Als die Familienministerin Kristina Schröder vor kurzem zwitscherte, wie könne man es denn als gerecht ansehen, wenn Hartz-4-Empfänger soviel Geld vom Staat erhalten wie andere in unterbezahlten Billigjobs, da meinte sie nachher rechtfertigend, sie habe immerhin mit ihrer Äußerung eine Debatte eingeleitet.
Jetzt durfte sich der Spiegel Mitchefredakteur Mathias Müller von Blumencron die Frage gefallen lassen, wie das Lifestylemagazin SPIEGEL denn dazu komme, einem Rechtsausleger wie Thilo Sarrazin ein derartiges Podium für seine abstrusen Thesen zu bieten. Und auch Müller von Blumencron zog in dieser Bedrängnis die Debattenanregungskarte:
taz: Herr Müller von Blumencron, warum gibt sich der Spiegel für den Vorabdruck des neuen Buchs von Thilo Sarrazin her?
Mathias Müller von Blumencron: Das war keine leichte Entscheidung, wir haben darüber intensiv in der Redaktion debattiert. Auch ich habe lange mit mir gerungen. Sie können sich denken, dass ich den Text weder inhaltlich noch im Ton teile. Er widerspricht meinen Vorstellungen von einer offenen Gesellschaft und der Zukunft dieses Landes diametral. Aber so ist das bei Meinungstexten: Um Debatten einzuleiten, müssen wir auch Beiträge drucken, mit deren Aussagen wir nicht einverstanden sind.
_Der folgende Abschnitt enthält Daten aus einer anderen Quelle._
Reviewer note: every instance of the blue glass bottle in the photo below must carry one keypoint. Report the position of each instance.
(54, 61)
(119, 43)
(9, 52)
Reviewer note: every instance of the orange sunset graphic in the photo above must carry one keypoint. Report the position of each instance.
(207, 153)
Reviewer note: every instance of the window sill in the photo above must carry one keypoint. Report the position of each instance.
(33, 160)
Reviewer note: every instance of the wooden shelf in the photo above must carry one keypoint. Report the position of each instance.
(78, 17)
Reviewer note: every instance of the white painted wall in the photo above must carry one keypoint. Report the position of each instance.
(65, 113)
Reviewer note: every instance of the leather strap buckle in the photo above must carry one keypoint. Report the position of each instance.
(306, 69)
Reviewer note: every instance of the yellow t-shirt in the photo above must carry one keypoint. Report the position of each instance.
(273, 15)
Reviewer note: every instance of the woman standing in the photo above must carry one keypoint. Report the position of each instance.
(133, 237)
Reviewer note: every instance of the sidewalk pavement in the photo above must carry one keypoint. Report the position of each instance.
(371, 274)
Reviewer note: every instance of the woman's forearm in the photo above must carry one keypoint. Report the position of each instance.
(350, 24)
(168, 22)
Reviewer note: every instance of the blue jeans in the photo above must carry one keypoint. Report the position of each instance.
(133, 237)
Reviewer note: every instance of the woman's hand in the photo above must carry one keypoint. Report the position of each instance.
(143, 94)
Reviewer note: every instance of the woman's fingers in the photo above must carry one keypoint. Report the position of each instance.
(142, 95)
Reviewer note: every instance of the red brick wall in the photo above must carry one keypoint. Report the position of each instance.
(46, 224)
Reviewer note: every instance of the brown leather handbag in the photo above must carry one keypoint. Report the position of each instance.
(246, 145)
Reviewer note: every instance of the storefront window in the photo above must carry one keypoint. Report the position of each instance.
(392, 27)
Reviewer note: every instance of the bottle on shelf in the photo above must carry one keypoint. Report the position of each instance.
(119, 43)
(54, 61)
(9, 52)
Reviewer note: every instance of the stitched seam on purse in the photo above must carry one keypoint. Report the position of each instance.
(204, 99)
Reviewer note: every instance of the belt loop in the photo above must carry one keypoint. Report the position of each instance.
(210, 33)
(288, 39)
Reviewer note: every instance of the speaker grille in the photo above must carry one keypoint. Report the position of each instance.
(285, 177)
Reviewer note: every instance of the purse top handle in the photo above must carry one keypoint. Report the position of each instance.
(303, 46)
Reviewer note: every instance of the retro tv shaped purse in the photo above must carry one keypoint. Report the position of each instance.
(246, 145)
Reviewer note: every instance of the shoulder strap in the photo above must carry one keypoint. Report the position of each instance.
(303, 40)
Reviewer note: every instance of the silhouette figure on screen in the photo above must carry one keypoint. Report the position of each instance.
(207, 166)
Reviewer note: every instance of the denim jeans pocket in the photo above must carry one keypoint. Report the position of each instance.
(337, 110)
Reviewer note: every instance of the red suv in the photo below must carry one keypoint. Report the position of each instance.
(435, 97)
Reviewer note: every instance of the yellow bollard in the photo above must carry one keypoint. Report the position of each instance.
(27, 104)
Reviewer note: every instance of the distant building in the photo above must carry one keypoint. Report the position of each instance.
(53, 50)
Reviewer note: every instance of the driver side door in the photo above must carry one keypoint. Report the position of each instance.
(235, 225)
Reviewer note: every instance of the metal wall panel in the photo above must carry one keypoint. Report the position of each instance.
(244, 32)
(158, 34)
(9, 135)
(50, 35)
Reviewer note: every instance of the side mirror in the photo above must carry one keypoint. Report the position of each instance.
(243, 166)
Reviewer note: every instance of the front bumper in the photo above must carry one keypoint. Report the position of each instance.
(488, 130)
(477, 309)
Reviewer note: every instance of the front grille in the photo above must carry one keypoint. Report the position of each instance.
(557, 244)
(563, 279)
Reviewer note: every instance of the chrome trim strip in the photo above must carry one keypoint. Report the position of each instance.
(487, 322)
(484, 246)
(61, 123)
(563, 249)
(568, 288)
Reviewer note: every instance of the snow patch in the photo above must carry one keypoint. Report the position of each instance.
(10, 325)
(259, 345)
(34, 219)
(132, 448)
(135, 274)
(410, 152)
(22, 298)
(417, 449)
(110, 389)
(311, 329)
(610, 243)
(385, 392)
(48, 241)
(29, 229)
Als ob gerade produktiv über Chancenverbesserung für Immigranten diskutiert würde und nicht über durch angeblich kritische Medien hinausposaunte Fremdenfeindlichkeit. Da kann man mal sehen, wie hirnrissig es ist, sich bei der Rechtfertigung der verantwortlichen Veröffentlichung von Texten nur darauf zu beziehen, dass man eine Debatte angeregt habe. Denn mit diesem Argument müsste der SPIEGEL Leuten wie Claus Cremer von der NPD geradezu eine Kolumne anbieten. Unqualifizierte, rechtslastige Debatten wären dadurch genauso garantiert wie bei Thilo Sarrazin.
Und was das verantwortliche Publizieren von Texten angeht, das soll man sich beim Lesen des SPIEGELs inzwischen selber dazu denken. Das schreiben die nicht mehr explizit rein. Offenbar hat Müller zu Blumencron nicht mal die Frage der taz in ihrer Tragweite verstanden. So wenig wie der Protagonist in Des Kaisers neue Kleider gemerkt hat, dass er nackt war.